Wenzel also says he is trying to understand the utility of the activity of using Bitcoin to buy other cryptos, implying that they are all nefarious cryptocurrencies that are probably also pump and dump. The use of bitcoin to buy and sell other cryptos is common because there are two types of exchanges: those that accept dollars, are highly regulated, and have a narrow range of cryptos to offer, and those that do not accept dollars, are much more lightly regulated, and so can list any crypto they want to. You buy Bitcoin on the first kind of exchange, transfer it to the second, then buy what you want to hold, moving that to an offline wallet so it can't get stolen.
But his main point here is not a technical one; he's asking why would want to acquire any of those other cryptos in the first place? He essentially predicts endless pump and dump, scammy ICO's, and the like with no good to come of it.

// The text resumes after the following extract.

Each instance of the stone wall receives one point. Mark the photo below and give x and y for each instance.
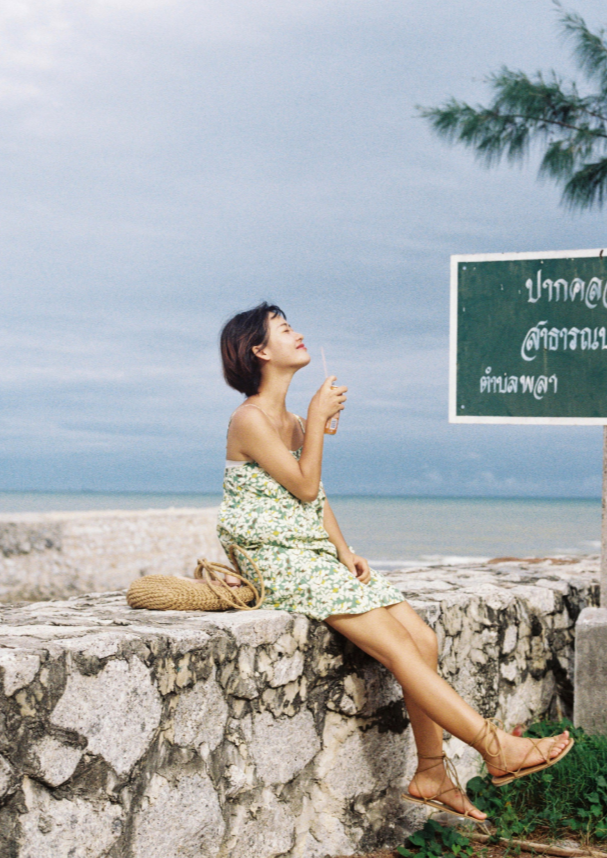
(60, 554)
(127, 734)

Here's where I don't understand Wenzel 1) making economic predictions, something the Austrians are not big on, and 2) going so far outside his realm of expertise, not that he couldn't change that by talking to one of the crypto experts at, say, Casey Research or Agora or Stansberry Churchouse.
Many cryptos are not currencies, cryptocurrencies are a subset of the field. Those cryptos focused on solving real problems, and there are many to be solved, are where the long run value is, if there is any.
Wenzel's position is like that of someone watching a snake oil salesman at a carnival 150 years ago and declaring that no good will ever come of selling potions in bottles, they are all a scam and a ripoff and always will be.
Let me be the first to admit that many cryptos are a scam and a ripoff, but also to point out how many useful potions are now sold in bottles (and pills). Real value was eventually created in that arena, it could happen in cryptos as well. Look for value creation, Wenzel, attempts to create value are out there.